Overview

When we interact with a web server today, we have to assume that the server is trustworthy. If it is a web server with a certain privacy policy, we have to assume that the administrators really do adhere to the privacy policy. If it is a server that performs certain computations for us, we have to assume that they are correctly performed. Although the administrators may make promises, there is no way for a client to be sure that the promises are kept.

This project aims to leverage security primitives that are built into modern hardware, in order to allow a server to provide cryptographic evidence that its computations are done according to a stated policy. The policy can include privacy guarantees (saying, for example, that the clients data is handled in a certain way, and not disclosed to other parties), and also integrity guarantees (saying that the results of the computation are correct, according to some criterion).

Examples.
  1. Anonymised search. Today, you can use Scroogle, a Google scraper, to perform anonymous search on Google. Scroogle promises not to retain the search term and your IP address. But they cannot give any evidence that they keep that promise. Your job is to design the architecture that would enable Scroogle to give such evidence.

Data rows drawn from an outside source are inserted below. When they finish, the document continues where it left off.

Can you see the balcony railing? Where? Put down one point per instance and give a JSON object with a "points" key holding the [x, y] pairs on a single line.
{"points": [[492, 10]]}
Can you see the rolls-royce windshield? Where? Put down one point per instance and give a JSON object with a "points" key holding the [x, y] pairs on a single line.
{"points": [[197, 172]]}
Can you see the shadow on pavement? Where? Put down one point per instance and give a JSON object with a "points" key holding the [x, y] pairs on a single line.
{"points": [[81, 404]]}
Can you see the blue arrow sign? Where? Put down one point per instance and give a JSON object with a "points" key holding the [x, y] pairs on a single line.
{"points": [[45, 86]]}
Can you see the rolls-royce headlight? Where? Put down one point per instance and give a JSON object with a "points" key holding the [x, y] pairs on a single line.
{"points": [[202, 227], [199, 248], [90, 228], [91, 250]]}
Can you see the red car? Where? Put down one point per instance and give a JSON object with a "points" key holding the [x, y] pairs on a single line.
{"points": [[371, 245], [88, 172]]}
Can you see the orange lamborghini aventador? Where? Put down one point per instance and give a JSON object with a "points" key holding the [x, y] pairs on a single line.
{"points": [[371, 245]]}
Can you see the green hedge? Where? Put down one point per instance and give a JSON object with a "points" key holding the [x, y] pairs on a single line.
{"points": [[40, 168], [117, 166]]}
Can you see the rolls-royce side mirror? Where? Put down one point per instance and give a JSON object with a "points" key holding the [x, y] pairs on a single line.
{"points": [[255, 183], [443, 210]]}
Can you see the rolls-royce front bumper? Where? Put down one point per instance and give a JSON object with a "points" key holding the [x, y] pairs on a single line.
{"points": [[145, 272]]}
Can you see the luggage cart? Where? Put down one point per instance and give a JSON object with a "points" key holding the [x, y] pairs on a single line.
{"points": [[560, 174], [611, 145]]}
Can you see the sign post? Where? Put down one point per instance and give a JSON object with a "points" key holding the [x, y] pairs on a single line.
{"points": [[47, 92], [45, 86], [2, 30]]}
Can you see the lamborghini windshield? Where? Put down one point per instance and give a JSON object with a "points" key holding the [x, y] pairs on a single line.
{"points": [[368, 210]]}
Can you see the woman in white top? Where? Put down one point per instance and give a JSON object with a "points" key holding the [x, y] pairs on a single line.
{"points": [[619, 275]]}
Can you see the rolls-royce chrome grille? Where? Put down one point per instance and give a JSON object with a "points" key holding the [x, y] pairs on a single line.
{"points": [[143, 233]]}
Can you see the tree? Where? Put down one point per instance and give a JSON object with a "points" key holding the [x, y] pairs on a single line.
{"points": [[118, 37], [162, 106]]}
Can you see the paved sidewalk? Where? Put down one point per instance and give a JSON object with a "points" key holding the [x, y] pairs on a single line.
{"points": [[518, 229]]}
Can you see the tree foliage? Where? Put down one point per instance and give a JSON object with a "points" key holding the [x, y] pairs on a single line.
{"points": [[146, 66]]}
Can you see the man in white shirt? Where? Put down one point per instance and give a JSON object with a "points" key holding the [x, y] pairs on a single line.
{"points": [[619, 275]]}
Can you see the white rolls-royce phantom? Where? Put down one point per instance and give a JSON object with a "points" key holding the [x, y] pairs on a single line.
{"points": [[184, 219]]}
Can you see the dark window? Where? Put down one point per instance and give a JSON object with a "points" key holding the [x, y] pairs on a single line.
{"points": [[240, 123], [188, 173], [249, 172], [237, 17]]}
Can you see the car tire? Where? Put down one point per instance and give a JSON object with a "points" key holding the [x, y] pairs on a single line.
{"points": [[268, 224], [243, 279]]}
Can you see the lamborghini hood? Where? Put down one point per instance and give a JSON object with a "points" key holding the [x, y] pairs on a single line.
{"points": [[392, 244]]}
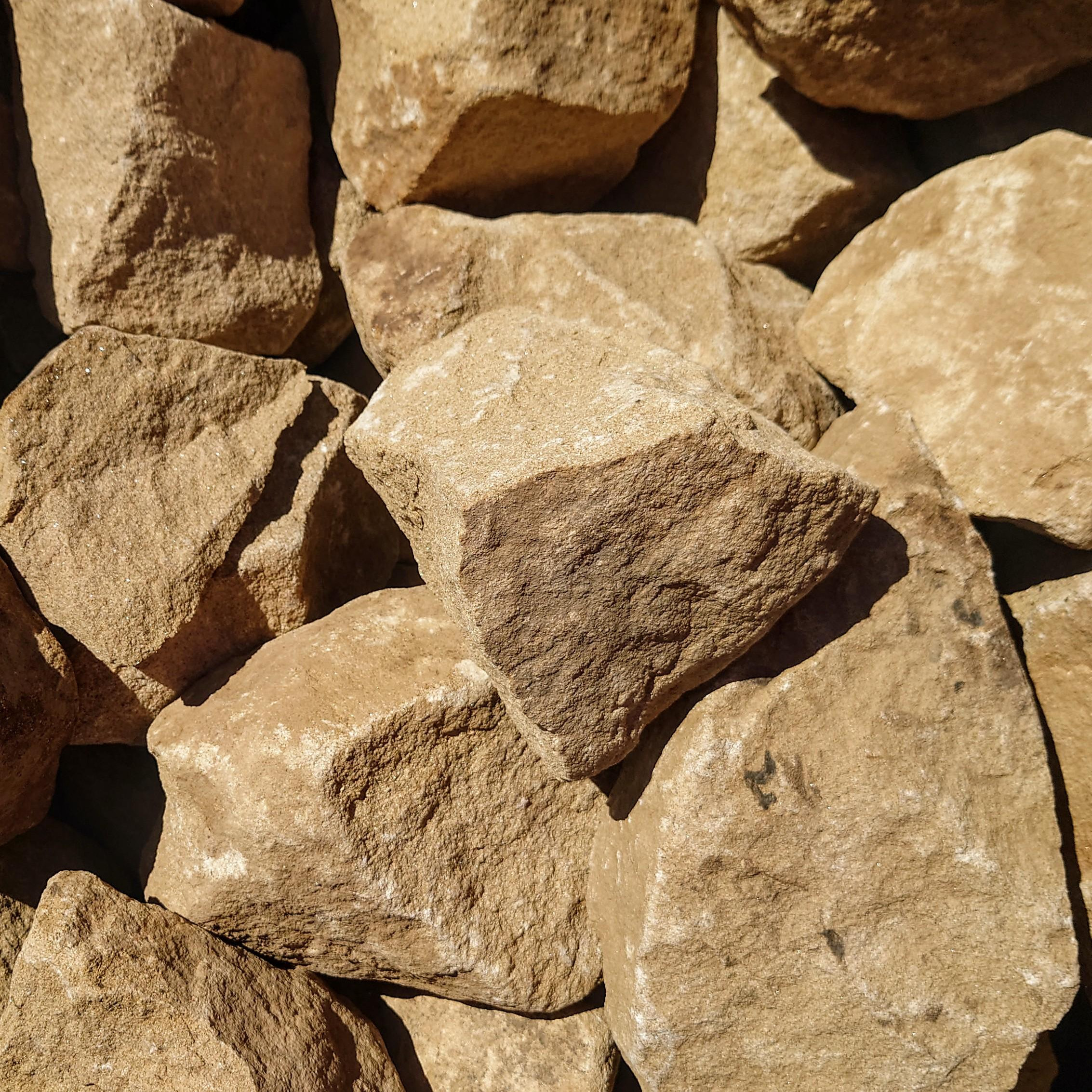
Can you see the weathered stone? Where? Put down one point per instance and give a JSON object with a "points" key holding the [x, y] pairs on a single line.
{"points": [[920, 59], [968, 305], [1056, 619], [605, 522], [112, 994], [188, 216], [842, 871], [353, 799], [495, 106], [420, 272], [792, 182]]}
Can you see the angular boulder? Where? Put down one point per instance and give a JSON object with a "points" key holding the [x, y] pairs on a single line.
{"points": [[840, 867], [606, 523], [188, 216], [999, 376], [420, 272], [353, 799], [108, 993], [495, 107]]}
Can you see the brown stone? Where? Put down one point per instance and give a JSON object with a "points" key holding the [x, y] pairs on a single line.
{"points": [[188, 215], [495, 106], [353, 799], [605, 522], [920, 59], [420, 272], [115, 995], [841, 871], [967, 305]]}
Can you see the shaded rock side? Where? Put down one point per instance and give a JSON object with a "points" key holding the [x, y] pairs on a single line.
{"points": [[999, 377], [353, 799], [606, 523], [495, 107], [188, 216], [842, 869], [113, 994], [417, 273]]}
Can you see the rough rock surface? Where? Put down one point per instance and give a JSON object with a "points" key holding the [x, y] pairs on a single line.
{"points": [[115, 995], [420, 272], [606, 523], [843, 869], [918, 58], [496, 106], [188, 216], [354, 799], [999, 377], [1056, 618], [792, 182]]}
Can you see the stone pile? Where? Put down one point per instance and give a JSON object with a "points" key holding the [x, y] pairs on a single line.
{"points": [[545, 546]]}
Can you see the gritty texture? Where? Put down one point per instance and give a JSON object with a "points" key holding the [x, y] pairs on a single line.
{"points": [[118, 996], [843, 871], [969, 305], [918, 58], [417, 273], [606, 523], [353, 799], [170, 174], [492, 106]]}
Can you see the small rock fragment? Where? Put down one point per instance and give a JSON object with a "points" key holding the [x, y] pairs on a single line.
{"points": [[188, 216], [842, 869], [605, 522], [495, 107], [968, 305], [108, 993], [353, 799]]}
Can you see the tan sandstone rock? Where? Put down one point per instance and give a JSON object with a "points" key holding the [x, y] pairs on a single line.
{"points": [[492, 106], [420, 272], [918, 58], [115, 995], [842, 871], [354, 799], [968, 305], [187, 215], [606, 523]]}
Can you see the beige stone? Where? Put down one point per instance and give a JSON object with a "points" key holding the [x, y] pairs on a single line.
{"points": [[495, 106], [605, 522], [842, 871], [353, 799], [921, 59], [420, 272], [967, 305], [1056, 619], [115, 995], [188, 215]]}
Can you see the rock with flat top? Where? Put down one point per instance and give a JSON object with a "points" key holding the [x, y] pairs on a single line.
{"points": [[112, 994], [354, 799], [968, 305], [608, 524], [840, 868]]}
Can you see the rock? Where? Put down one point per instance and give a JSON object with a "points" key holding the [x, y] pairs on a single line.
{"points": [[113, 994], [189, 216], [38, 709], [1056, 619], [353, 799], [606, 523], [791, 182], [999, 378], [842, 869], [495, 107], [417, 273], [919, 59]]}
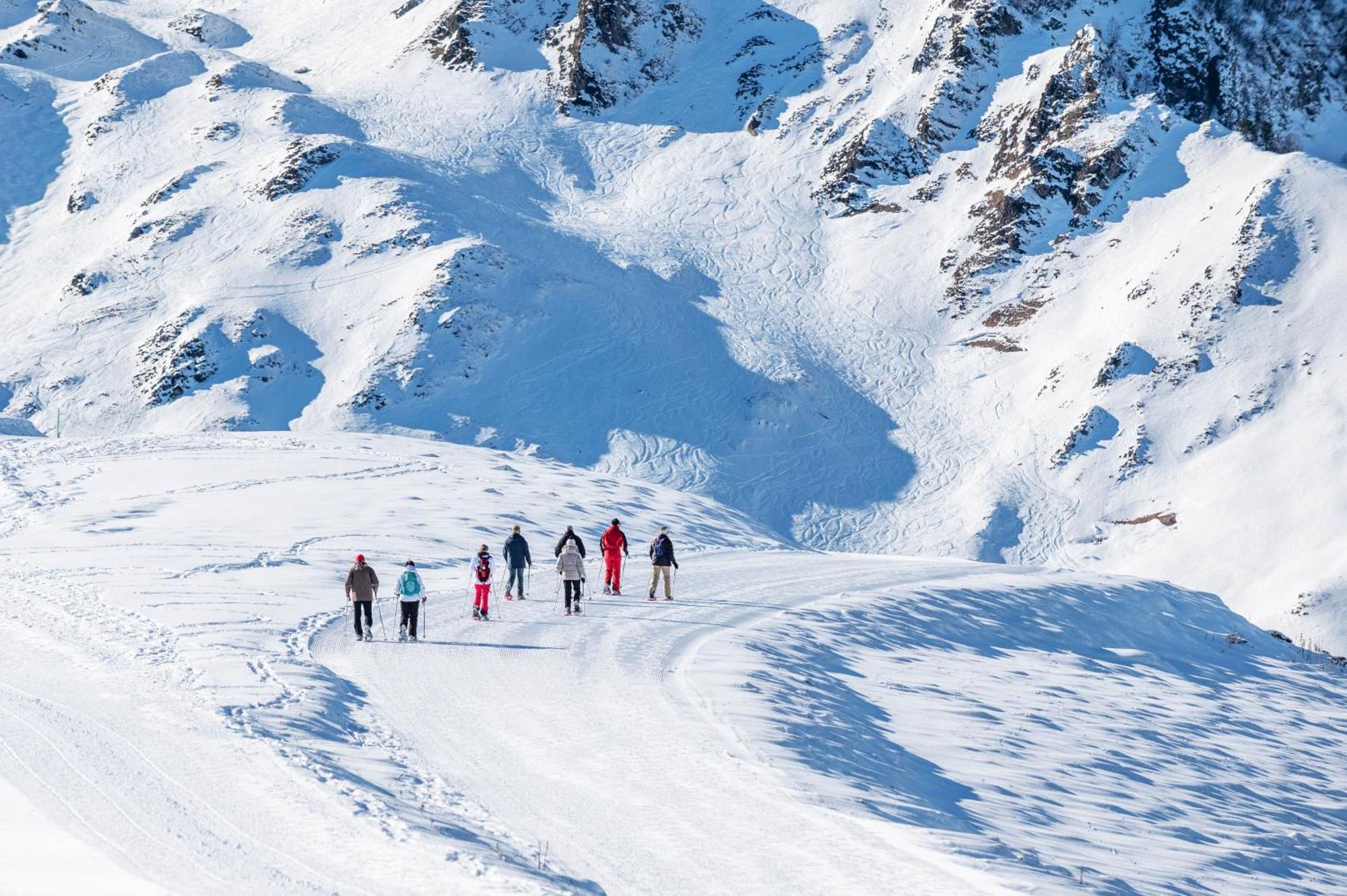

  2. The digital envelope. When Alice goes on a risky expedition, she wants to leave the combination code of her safe in a envelope for her friend Bob, so that he could access important documents if the worst should happen. If she comes back unharmed, she wants to retrieve that envelope and know that he didn't open it. The tamper-evident feature of an envelope is useful for her purpose. How could this property of an envelope be reproduced by a server?

Aims

  1. To understand developments in hardware-based security, and how they could be leveraged for server-side guarantees.
  2. To design an architecture based on the Flicker framework, to enable server-side guarantees of correctness.

Project details

The project involves designing an architecture that can achieve the required guarantees, for one of the examples above.

The hardware primitives that can be used to provide those guarantees are:

  • Intel's Trusted Execution Technology (TXT), present in many of its new processors. It can be used to ensure that given code is really being executed on the processor.
  • AMD's Secure Virtual Machine extensions (SVM), which has similar features to Intel's TXT.
  • The Trusted Platform Module (TPM), a module present in many laptops. It provides secure storage of data and management of keys, as well as measurement and reporting of platform state.
A framework called Flicker has been developed, which uses the processor's secure execution extensions and the TPM to provide guarantees to a remote party that given software has produced given results.

References

Jonathan M. McCune, Bryan Parno, Adrian Perrig, Michael K. Reiter, and Hiroshi Isozaki. Flicker: An Execution Infrastructure for TCB Minimization.  The European Conference on Computer Systems (EuroSys), April 2008. ( PDF, BIB )

That paper also has references to material about Intel's TXT, AMD's SVM, and the TPM.

Mark Ryan. The Trusted Platform Module.